Security system firm apologises for releasing unedited video of Tanjong Pagar crash

·Editorial Team
·3-min read
Offerings seen at the crash site along Tanjong Pagar Road on 17 February, 2021. (PHOTO: Wan Ting Koh/Yahoo News Singapore)
Offerings seen at the crash site along Tanjong Pagar Road on 17 February, 2021. (PHOTO: Wan Ting Koh/Yahoo News Singapore)

SINGAPORE — A security system company on Wednesday (17 February) apologised for uploading unedited footage of the fatal Tanjong Pagar car crash on its Facebook page, warning others who have shared the videos to remove them.

In a post on the social media platform signed off by the management of E3N Security, the firm wrote that it had shared two video clips of the accident and had uploaded a full clip instead of a shorter, edited version as a result of an "administrative error".

The company had posted the clips on Facebook on Tuesday evening and took them down shortly after.

Five men were killed in the crash on Saturday morning, the second day of Chinese New Year. Of them, four were financial advisers at Aviva Financial Advisers: Jonathan Long and Eugene Yap, both 29, Elvin Tan Yong Hao, 28, and Wilson Teo Qi Xiang, 26. Gary Wong Hong Chieh, 29, was a former representative at the firm.

Long, who drove the BMW M4 coupe, was spotted speeding before the car crashed into a vacant shophouse at 37 Tanjong Pagar Road and burst into flames at about 5.40am.

Raybe Oh Siew Huey, 26, Long's girlfriend, is currently in critical condition after suffering 80 per cent burns to her body in her attempt to rescue the men.
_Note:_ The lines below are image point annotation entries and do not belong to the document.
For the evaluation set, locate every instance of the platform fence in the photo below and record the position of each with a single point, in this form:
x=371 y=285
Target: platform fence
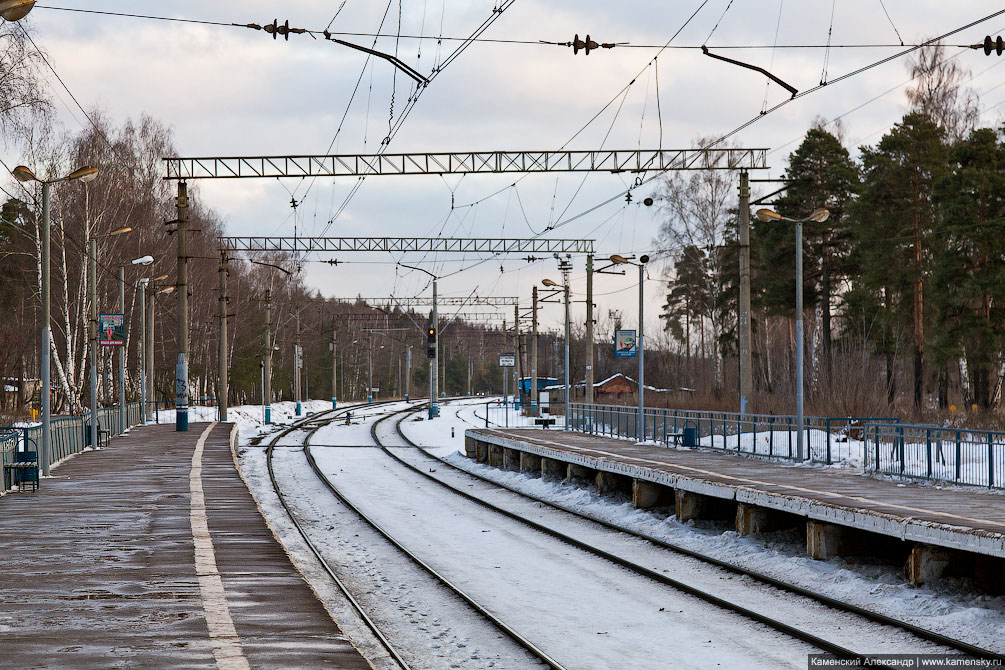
x=952 y=455
x=830 y=440
x=514 y=414
x=70 y=435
In the over three-minute video uploaded by E3N Security, Oh could be seen rushing to the burning car shortly after it skidded and crashed into the shophouse. Seconds later, Oh emerged from the blaze, completely engulfed in flames, and could be seen running to the opposite side of the road, where a witness at the scene poured water on her.

"This mistake has caused unnecessary suffering for the victims’ families and we would like to apologise for our mistake and acknowledged that it is insensitive to show the full clip of Ms Oh in distress and we would like to inform all others to refrain from sharing the full clip," said E3N Security.

It added that the police have requested and obtained a high-resolution copy of the footage for investigation purposes.

Separately, a low-resolution version was requested by and sent to The Straits Times, which E3N Security had described as "the only authorised exclusive media to redistribute the video" apart from authorities. The firm added that no payment or benefit was obtained from the release of the footage to the newspaper.

E3N Security added that it is the "rightful owner and only company fully authorised to manage and release" the closed-circuit television (CCTV) recordings on behalf of the owner of the premises where the footage was obtained from.

The company pointed out clips that have been watermarked with the firm's name and circulated online and via messaging apps "were not by us and we do not know who watermarked it".

"The screenshots of our FB page with the video clips shown that our clips does not have any watermarking," it said.

E3N Security also called on websites, social media pages or users who are currently sharing the videos "without our consent and knowledge" to delete the clips that were downloaded from its Facebook page.

"We reserve the rights to take legal measures against anyone who has distributed the video without authorisation. We hope that everyone can give some space to the victims’ families in times of sorrow to tide over this tragic event," said the company.